I find this latter point the most problematic of the scientific enterprise. Of the papers with short lifetimes, some are not read or cited because they aren't very good or very interesting, some are only minor improvements on previous work, and some fall by the wayside because they describe dead ends. In all cases, very little science that gets done, and even less that is finally reported in journals, actually affects the world in a meaningful way. How can you not feel a bit ambivalent about this? Isn't this emblematic of some sort of waste, inefficiency, or a Proxmire-attracting, willful misappropriation of funds? Emphatically not! This is a cost we must bear as part of the never-ending effort to banish our ignorance and improve the human condition. At both the institutional and the personal level this cost is intrinsic to science. Every scientist, and every technologist and inventor, for that matter, has plentiful experience with choosing the wrong path. Alas, the dominant social structures governing funding decisions and career advancement are based predominantly on the number of papers published, rather than upon their content, which means that often the wrong path, the marginal improvement, and the simply boring result in the lab are gussied up for publication to look far more significant that they really are.

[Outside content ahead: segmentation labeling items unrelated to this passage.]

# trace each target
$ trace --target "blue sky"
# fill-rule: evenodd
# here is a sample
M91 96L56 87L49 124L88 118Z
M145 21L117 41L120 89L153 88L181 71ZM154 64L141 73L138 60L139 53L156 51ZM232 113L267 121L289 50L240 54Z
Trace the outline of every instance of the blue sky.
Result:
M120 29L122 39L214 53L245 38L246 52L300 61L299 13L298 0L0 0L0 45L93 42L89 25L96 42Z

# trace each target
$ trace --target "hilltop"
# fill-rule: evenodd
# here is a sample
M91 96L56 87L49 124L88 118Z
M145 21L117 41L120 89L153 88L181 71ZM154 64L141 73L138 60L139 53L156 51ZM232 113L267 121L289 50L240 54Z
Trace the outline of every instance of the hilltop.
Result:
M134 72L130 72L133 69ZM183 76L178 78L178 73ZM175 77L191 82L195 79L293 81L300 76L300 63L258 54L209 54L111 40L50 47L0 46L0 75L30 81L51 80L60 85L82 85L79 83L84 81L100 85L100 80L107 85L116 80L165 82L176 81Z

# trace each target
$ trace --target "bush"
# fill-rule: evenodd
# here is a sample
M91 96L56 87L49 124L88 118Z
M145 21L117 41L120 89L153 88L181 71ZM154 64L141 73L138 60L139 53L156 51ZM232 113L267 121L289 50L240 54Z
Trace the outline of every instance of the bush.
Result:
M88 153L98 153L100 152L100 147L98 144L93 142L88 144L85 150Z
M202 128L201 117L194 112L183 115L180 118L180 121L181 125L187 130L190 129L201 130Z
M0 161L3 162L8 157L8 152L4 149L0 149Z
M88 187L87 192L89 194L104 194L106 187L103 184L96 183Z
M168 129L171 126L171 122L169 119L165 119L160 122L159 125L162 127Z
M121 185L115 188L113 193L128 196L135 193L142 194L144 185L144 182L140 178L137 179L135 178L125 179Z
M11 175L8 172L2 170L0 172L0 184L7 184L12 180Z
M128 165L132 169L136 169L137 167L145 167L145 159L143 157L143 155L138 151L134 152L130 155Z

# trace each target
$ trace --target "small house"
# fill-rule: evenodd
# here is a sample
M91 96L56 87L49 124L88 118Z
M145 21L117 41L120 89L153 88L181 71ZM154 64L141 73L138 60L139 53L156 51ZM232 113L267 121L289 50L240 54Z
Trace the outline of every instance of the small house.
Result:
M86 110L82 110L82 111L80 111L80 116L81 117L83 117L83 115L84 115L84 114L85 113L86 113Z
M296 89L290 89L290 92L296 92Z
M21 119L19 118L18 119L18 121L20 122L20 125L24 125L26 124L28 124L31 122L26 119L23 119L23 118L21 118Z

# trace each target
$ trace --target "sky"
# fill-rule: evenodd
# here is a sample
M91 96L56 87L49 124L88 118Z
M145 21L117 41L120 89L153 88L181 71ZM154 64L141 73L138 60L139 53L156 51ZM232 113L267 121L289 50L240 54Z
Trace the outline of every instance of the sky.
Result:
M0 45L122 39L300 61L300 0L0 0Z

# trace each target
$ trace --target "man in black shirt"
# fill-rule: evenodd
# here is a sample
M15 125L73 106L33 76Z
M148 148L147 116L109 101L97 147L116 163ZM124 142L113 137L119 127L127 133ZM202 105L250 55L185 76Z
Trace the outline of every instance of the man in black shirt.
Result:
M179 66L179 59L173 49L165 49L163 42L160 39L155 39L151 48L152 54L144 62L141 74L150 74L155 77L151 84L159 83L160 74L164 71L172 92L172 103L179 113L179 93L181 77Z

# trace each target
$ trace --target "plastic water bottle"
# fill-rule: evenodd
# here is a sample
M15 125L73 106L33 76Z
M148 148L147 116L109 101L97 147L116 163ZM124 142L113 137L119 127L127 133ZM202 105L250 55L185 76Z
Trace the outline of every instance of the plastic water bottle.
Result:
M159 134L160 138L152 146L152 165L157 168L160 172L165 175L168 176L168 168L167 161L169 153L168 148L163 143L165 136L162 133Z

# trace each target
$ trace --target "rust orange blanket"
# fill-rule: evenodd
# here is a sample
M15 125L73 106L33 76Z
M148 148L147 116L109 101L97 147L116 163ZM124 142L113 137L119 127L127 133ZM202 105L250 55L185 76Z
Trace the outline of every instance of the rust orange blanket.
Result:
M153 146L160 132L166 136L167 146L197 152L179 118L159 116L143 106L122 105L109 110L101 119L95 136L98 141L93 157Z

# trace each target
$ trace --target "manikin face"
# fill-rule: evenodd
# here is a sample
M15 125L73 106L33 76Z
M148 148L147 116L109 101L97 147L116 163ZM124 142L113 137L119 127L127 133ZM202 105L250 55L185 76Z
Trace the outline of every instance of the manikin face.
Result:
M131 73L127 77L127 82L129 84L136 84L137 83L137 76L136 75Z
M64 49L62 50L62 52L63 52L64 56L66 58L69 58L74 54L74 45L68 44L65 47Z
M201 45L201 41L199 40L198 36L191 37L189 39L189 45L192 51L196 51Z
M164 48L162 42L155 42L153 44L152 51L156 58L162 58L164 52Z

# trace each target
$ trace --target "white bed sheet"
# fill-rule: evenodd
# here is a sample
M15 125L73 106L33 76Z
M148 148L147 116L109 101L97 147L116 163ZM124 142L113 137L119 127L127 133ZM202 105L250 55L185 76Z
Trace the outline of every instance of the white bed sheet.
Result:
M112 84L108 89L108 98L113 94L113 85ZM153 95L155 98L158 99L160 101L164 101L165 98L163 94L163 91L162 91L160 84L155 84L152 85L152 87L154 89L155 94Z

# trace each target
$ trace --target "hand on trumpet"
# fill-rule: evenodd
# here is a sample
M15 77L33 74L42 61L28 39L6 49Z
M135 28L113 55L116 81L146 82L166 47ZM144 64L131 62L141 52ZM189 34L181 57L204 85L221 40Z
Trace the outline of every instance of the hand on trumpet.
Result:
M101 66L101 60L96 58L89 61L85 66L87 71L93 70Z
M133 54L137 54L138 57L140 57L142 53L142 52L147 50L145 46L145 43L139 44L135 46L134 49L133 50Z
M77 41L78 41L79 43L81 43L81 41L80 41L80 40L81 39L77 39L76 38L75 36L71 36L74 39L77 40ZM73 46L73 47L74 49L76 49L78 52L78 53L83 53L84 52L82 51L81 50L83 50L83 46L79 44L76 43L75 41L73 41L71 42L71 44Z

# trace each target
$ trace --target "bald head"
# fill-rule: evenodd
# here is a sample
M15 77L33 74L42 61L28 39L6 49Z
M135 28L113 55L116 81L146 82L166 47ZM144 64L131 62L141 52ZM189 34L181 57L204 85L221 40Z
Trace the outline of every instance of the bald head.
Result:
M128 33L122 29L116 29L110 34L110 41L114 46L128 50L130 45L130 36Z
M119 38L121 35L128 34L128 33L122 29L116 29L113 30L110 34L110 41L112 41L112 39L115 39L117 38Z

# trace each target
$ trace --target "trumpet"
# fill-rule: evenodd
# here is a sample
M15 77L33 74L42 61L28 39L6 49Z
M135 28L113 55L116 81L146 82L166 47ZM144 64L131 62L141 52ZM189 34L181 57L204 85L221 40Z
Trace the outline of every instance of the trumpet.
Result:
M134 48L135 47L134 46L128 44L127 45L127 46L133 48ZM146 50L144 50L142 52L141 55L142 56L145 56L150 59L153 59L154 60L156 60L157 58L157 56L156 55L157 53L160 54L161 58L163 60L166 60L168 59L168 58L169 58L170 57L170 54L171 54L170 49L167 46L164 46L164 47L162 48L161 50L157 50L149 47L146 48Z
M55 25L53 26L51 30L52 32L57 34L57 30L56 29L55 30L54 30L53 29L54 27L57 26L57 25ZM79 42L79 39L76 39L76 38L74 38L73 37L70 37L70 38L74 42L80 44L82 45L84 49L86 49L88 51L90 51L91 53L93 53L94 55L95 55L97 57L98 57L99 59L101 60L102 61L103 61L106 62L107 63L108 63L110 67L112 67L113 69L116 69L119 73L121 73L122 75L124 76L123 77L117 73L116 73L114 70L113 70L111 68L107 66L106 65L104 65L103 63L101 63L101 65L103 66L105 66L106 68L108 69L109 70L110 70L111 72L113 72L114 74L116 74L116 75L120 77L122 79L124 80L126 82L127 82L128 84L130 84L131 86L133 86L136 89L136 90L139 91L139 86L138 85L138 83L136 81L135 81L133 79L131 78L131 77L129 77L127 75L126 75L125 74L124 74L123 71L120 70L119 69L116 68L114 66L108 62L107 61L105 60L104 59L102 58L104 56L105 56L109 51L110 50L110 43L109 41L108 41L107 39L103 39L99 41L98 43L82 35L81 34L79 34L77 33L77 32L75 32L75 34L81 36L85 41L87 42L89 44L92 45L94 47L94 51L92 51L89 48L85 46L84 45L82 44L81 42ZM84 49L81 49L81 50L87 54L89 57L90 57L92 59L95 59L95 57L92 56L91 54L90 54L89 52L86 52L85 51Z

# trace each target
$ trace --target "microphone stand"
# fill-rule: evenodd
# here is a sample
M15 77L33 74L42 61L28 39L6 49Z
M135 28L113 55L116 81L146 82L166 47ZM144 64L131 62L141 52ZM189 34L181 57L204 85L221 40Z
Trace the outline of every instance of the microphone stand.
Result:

The only real defense against this profusion of craptastic papers is the choice of individuals not to write and publish them. So I have little hope of progress there. Enough said about that.
A weaker, but necessary, defense lies in peer review. In lieu of the sudden popularity of all scientists becoming harsh and discerning critics of our own efforts, we must all keep watch on science as a whole, trying to catch mistakes and fraud before publication. Yet this process, too, is far from perfect. Too many anonymous reviewers have political reasons for rejecting papers, and many more just don't do a good job of reading the paper they are judging. I don't really have a solution to this problem, but I have to wonder if removing anonymity from the review process would clean things up. Yes, you would have the problem that younger scientists reviewing the work of their elders would be exposed to wrath from above. But what we have now definitely needs improvement. Witness the Hwang paper.
Mr. Wade explores the notion of improving the quality of papers through requiring authors to state their contributions to a paper, and by requiring all authors to state their explicit agreement with all conclusions in a paper. I don't have any problems with the latter, but I can say from personal experience that writing an author contribution statement can be extraordinarily painful, a struggle to carve out sufficient acknowledgments of your own efforts and give perspective on another's efforts, particularly when control of the text lies with someone else. Still, it's worth a try. And I support the inclusion of author's contributions for the time being.
Alas, this doesn't help with the review process itself, because it doesn't do anything about biases or laziness of reviewers. Mr. Wade thus incorrectly suggests that clarifying the author's roles in research has anything to do with the decision-making process during review at a journal. Nonetheless, save conflation of the review process with writing and attribution, his conclusion is right on the money:
Tightening up the reviewing system may remove some faults but will not erase the inescapable gap between textbook science and frontier science. A more effective protection against being surprised by the likes of Dr. Hwang might be for journalists to recognize that journals like Science and Nature do not, and cannot, publish scientific truths. They publish roughly screened scientific claims, which may or may not turn out to be true.
And thus we must labor on, and through those labors attempt to keep science honest and thereby produce a better world. Science will always win, eventually.